Este logro es gracias a los proyectos encarados en materia de energía eólica, geotérmica y solar, que llevaron al país a consolidar una soberanía energética y expandir la oferta a otros países de la región.
Según datos oficiales, este año se prevé generar más de 1.000 MW con la ampliación de potencia de las termoeléctricas de Warnes (Santa Cruz), Entre Ríos (Cochabamba) y del Sur (Tarija), además del proyecto hidroeléctrico San José II, que inyectará 69 MW.
También se trabaja en nuevas plantas, como las hidroeléctricas El Bala, San José, Ivirizu, Banda Azul, Rositas, Cuenca Corani (Icona, Ambrosía y Santa Bárbara), entre otras, con las que el país se convertirá en los próximos años en el centro distribuidor de electricidad.
Por ello, para 2025 se prevé generar alrededor de 9.000 MW con las termoeléctricas e hidroeléctricas que se construyen y amplían, y los proyectos en energías alternativas.
OFERTA, DEMANDA Y EXPORTACIÓN 
Actualmente la demanda nacional de energía eléctrica alcanza a 1.500 MW y se prevé que supere los 1.560 MW este año; la oferta llega a 2.100 MW, por lo que se registra una reserva de más de 500 MW.
Por este excedente y los proyectos que se encaran, la Empresa Nacional de Electricidad (ENDE) Corporación ofertará este año a la República de Argentina 120 MW de energía de la Planta Termoeléctrica del Sur, instalada en Yaguacua, en el departamento de Tarija.
Gracias a este proyecto, Bolivia espera ingresos de entre $us 2 millones y $us 5 millones por año. El tendido eléctrico acabó en el lado boliviano y continúa en la parte argentina.
Proyectos alternativos 
El vicepresidente del Estado, Álvaro García Linera, en su balance de gestión realizado en radio Patria Nueva el 30 de diciembre de 2018, dijo que en los últimos años Bolivia ingresó con éxito en la producción de energía renovable, debido a que en el mapa elaborado por el Banco Mundial (BM) ya no figura con el color rojo, que significa peligro contra el medio ambiente, sino que ahora está con el color amarillo.
Dijo que actualmente en el territorio boliviano el 12% del consumo de energía eléctrica proviene de fuentes alternativas, como la solar y la eólica (generada con los vientos).
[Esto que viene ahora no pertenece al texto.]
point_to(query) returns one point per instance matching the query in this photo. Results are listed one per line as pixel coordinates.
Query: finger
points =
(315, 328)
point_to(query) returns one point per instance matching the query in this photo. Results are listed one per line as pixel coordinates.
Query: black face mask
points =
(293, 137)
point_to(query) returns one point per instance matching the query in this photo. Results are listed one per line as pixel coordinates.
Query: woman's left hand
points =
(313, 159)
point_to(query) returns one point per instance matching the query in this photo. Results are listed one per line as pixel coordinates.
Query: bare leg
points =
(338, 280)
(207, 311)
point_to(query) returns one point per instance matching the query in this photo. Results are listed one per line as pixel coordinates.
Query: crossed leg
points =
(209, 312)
Además, anunció que para 2025 esta producción amigable con el medio ambiente subirá hasta el 50%, es decir que el 50% de la población usará energía solar o eólica, inclusive con los proyectos que se ejecutan.
La autoridad argumentó que  estas iniciativas contribuyeron a incrementar y fortalecer la economía nacional. “Actualmente, con los proyectos de hidrocarburos, litio, alimentos y energía renovable, el país tiene garantía de seguir creciendo, y los megaproyectos estarán destinados a la exportación de energía, pero a mediano plazo. No tenemos apuro, hay que dejar que madure en la conciencia de las personas”, indicó.
Estabilidad en las tarifas
El Vicepresidente aseguró que no subirán los precios de los servicios básicos, como han sugerido algunos políticos de la oposición y los denominados analistas.
En su evaluación de los logros de la economía boliviana, con los que el país se mantuvo al frente del crecimiento económico de la región, la autoridad dijo que el Gobierno está preparado y tiene los mecanismos para que los “más humildes puedan pagar sus servicios básicos” sin ninguna presión.
“No, señores, en Bolivia no se va a subir el precio del gas, y no se va a subir el precio de la electricidad, ni del agua ni de la gasolina.
Podemos mantener esta subvención para que el más humilde pueda pagar sus servicios básicos y no los estén asfixiando como sucedía en el pasado”, enfatizó el Vicepresidente.